In SOT, He-ALA peaks are delayed as compared to ALA lotion, and this can be explained either by considering the additional step of esterase breakage of the alcohol chain, difficulties in crossing the stratum corneum. The fact that porphyrin biosynthesis induced from ALA cream is also delayed, favours the latter hypothesis. Moreover, culturing different tissue explants (tumour, normal skin, SOT, liver, kidney and spleen) exposed to ALA or He-ALA, we found that porphyrin levels from either compounds were similar, supporting the proposal that there are no differences on esterase activity for any tissue (Perotti et al, 2002).

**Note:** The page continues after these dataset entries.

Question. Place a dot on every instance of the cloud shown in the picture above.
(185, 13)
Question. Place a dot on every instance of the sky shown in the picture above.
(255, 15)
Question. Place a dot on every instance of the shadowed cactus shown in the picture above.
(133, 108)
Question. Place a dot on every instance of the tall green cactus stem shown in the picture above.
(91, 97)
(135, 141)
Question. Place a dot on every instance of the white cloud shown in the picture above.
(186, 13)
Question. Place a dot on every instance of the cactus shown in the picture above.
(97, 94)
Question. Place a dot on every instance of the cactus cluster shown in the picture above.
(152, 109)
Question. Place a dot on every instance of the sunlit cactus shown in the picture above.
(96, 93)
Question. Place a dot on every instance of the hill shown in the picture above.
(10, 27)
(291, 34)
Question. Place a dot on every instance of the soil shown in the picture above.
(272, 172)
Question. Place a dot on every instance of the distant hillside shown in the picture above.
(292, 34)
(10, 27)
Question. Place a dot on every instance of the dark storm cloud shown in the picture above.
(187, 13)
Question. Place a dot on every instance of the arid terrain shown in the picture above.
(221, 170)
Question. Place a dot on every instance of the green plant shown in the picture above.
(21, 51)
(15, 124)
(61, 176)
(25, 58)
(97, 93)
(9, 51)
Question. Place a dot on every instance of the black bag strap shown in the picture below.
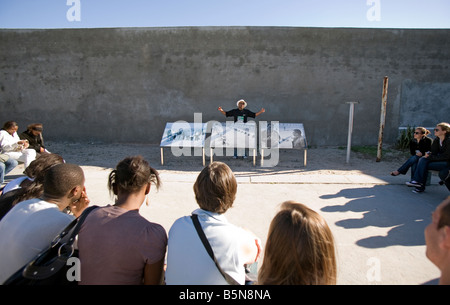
(75, 223)
(208, 248)
(35, 270)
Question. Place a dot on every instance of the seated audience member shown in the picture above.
(32, 225)
(188, 262)
(117, 246)
(33, 135)
(29, 174)
(6, 165)
(300, 249)
(418, 146)
(32, 187)
(438, 159)
(13, 146)
(437, 238)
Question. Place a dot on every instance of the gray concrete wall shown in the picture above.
(125, 84)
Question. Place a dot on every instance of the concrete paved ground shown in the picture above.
(377, 222)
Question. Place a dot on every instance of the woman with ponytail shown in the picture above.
(118, 246)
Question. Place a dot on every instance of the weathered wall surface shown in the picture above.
(125, 84)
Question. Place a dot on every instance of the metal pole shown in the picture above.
(350, 128)
(383, 117)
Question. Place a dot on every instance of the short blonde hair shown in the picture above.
(215, 188)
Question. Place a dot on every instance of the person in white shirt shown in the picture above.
(188, 262)
(13, 146)
(31, 225)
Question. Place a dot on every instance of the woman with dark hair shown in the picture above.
(188, 262)
(117, 246)
(33, 184)
(418, 146)
(438, 158)
(300, 249)
(33, 135)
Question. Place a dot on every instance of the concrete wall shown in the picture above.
(125, 84)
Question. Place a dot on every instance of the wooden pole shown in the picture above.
(350, 129)
(383, 117)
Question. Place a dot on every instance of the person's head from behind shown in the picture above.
(437, 237)
(442, 129)
(35, 129)
(215, 188)
(419, 132)
(299, 250)
(41, 164)
(37, 171)
(11, 127)
(64, 183)
(131, 175)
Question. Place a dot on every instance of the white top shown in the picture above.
(8, 142)
(188, 262)
(26, 230)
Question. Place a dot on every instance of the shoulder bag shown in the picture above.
(50, 266)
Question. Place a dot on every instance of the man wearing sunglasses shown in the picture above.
(438, 159)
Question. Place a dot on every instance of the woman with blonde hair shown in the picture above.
(13, 146)
(300, 249)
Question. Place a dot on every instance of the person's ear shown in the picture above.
(147, 189)
(446, 237)
(115, 189)
(75, 192)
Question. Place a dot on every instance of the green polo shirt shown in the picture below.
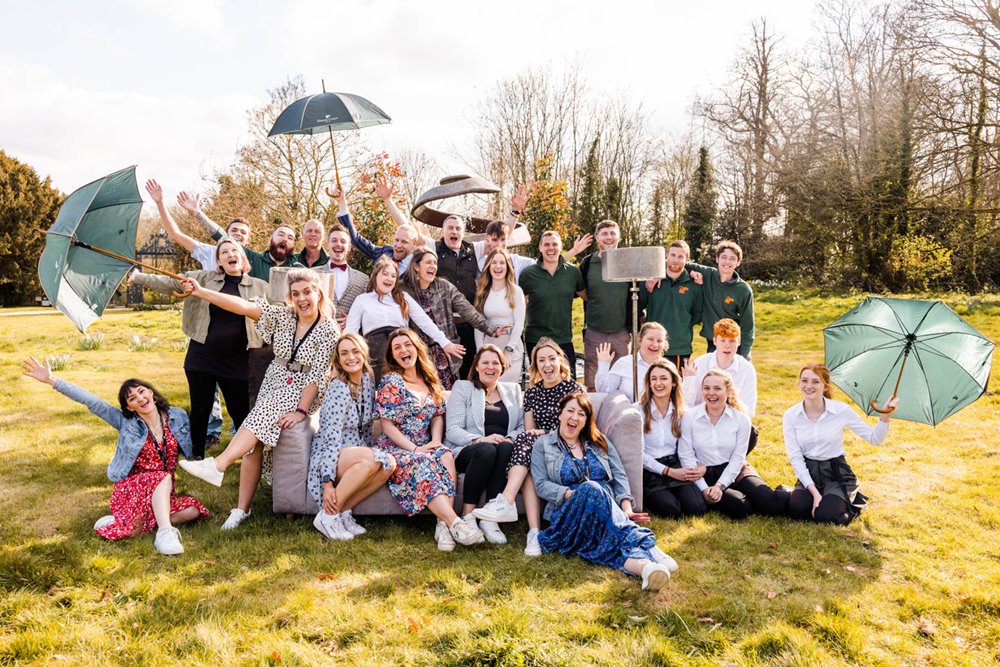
(550, 297)
(732, 299)
(607, 303)
(676, 304)
(300, 258)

The attempt to raise tumour porphyrin biosynthesis from He-ALA by adding DMSO failed; on the contrary, the values obtained were even lower. However, Van der Akker et al (2000a) found that penetration enhancers like azacycloalkane derivatives augment PpIX production from He-ALA. These differences may be ascribed to different mechanisms of action for both compounds. Penetration enhancers such as DMSO exert a direct influence on the aqueous regions between the polar lipid head groups of the bilayer, altering the solubilising ability of this site, thereby promoting partitioning into the skin. On the other hand, the nonpolar enhancer Azone® exerts its action on the hydrophobic tails of the bilayer by upsetting their packing and increasing their fluidity (Wiechers, 1989).

In conclusion, according to these results and those from Casas et al (2001b) when compared to ALA, only superficial skin lesions may be successfully treated with topical He-ALA PDT with the advantage of tumour selectivity; instead malignancies such as chest wall progression of breast cancer will probably fail this treatment.